The Pill works in 3 possible ways. It's main effect is to prevent ovulation. But, breakthrough ovulation does occur (and as the level of hormones has decreased over time to reduce side effects, this breakthrough could possibly be higher). In this case, the 2nd mechanism - thickening the cervical mucous so that sperm cannot get through to fertilize the egg--would come into play. Both of these mechanisms are truly "contraceptive"--they prevent fertilization.
However, the 3rd mechanism is problematic in that it thins the lining of the uterus, making it inhospitable to a newly fertilized egg (a baby), so that it cannot implant. This would cause the abortion of a week old baby.
The dilemna occurs because no one knows how often this 3rd mechanism actually happens. We know that all 3 mechanisms fail and women do sometimes get pregnant while on the Pill, and go on to deliver healthy babies. But there have been no studies to show how often fertilizations occur and fail--nor is there any incentive for the makers of the Pill to conduct these studies.
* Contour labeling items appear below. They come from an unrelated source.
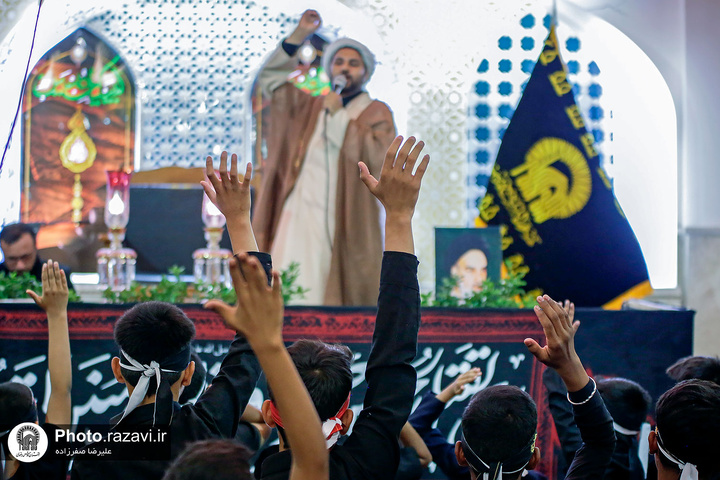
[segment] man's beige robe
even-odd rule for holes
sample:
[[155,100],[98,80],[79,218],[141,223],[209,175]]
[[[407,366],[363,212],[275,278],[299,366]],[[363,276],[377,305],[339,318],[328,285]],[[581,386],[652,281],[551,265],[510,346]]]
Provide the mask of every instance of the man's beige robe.
[[[285,201],[293,190],[307,154],[322,97],[312,97],[290,84],[272,93],[268,158],[256,197],[253,228],[261,251],[270,251]],[[326,305],[374,305],[380,281],[383,240],[377,200],[359,178],[358,162],[376,177],[385,151],[395,137],[390,109],[372,101],[350,120],[337,159],[334,239]],[[302,265],[300,265],[302,270]]]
I've heard this 3rd mechanism described as a "marketing ploy" to increase the user's confidence in the product. But this is described in the very technical patient insert that is impossible to read or understand without an MD--NOT in the slick pamphlets handed out at the doctor's office.
I'm not sure why pro-lifers are so reluctant to take the Pill makers at their word when they say how the product works. Perhaps our ease and convenience are more important? And if it is explained away in this manner, the consience can be soothed.
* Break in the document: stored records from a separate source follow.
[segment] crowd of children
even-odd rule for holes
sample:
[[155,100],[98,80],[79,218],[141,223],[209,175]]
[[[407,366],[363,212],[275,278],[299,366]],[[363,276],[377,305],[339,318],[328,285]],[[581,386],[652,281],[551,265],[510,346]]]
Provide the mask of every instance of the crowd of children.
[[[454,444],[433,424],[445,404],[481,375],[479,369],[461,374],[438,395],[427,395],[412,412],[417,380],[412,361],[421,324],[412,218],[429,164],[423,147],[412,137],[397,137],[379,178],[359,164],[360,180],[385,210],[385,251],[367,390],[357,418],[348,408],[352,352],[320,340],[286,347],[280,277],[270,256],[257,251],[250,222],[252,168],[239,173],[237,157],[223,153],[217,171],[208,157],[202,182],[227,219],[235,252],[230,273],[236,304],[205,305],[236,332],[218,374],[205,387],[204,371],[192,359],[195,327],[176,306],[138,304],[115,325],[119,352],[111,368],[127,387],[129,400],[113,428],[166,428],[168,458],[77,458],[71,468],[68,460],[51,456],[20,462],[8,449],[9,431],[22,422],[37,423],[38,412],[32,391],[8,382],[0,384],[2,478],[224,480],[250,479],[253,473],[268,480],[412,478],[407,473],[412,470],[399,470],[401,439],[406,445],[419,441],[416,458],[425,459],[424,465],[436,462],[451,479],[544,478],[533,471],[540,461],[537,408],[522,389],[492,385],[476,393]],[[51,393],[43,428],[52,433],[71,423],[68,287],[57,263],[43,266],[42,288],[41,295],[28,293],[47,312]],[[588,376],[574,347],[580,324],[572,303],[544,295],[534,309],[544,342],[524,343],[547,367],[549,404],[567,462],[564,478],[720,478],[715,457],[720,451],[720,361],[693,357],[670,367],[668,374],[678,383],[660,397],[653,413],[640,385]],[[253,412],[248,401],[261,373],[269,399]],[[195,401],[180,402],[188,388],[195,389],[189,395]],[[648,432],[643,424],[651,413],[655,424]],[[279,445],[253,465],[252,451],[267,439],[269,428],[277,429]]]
Obviously, for we who believe life begins at conception, this 3rd mechanism is a problem. Ob-gyn's will not consider this to be an abortion, however. The medical community defines pregnancy as beginning at *implantation*, not fertilization. If the baby doesn't implant, the woman is not pregnant, so she cannot abort.
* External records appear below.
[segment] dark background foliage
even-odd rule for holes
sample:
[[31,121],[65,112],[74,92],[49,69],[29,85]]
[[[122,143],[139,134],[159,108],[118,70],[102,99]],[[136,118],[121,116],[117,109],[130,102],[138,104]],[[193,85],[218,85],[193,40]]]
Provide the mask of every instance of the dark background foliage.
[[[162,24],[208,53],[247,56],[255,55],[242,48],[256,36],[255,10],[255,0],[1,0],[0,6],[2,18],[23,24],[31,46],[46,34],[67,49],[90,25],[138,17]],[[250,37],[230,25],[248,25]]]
For me, because the risk is unknown, I chose to not take the risk with the life of one of my children. It seems others hold the opinion that because the risk is unsubstantiated, we can continue using the Pill in good conscience, until it is proven otherwise. I hold that we should NOT use it until it is proven that it does not pose a threat to a tiny baby.
I believe that if we are to be wrong in this matter, I would rather be wrong on the side of life.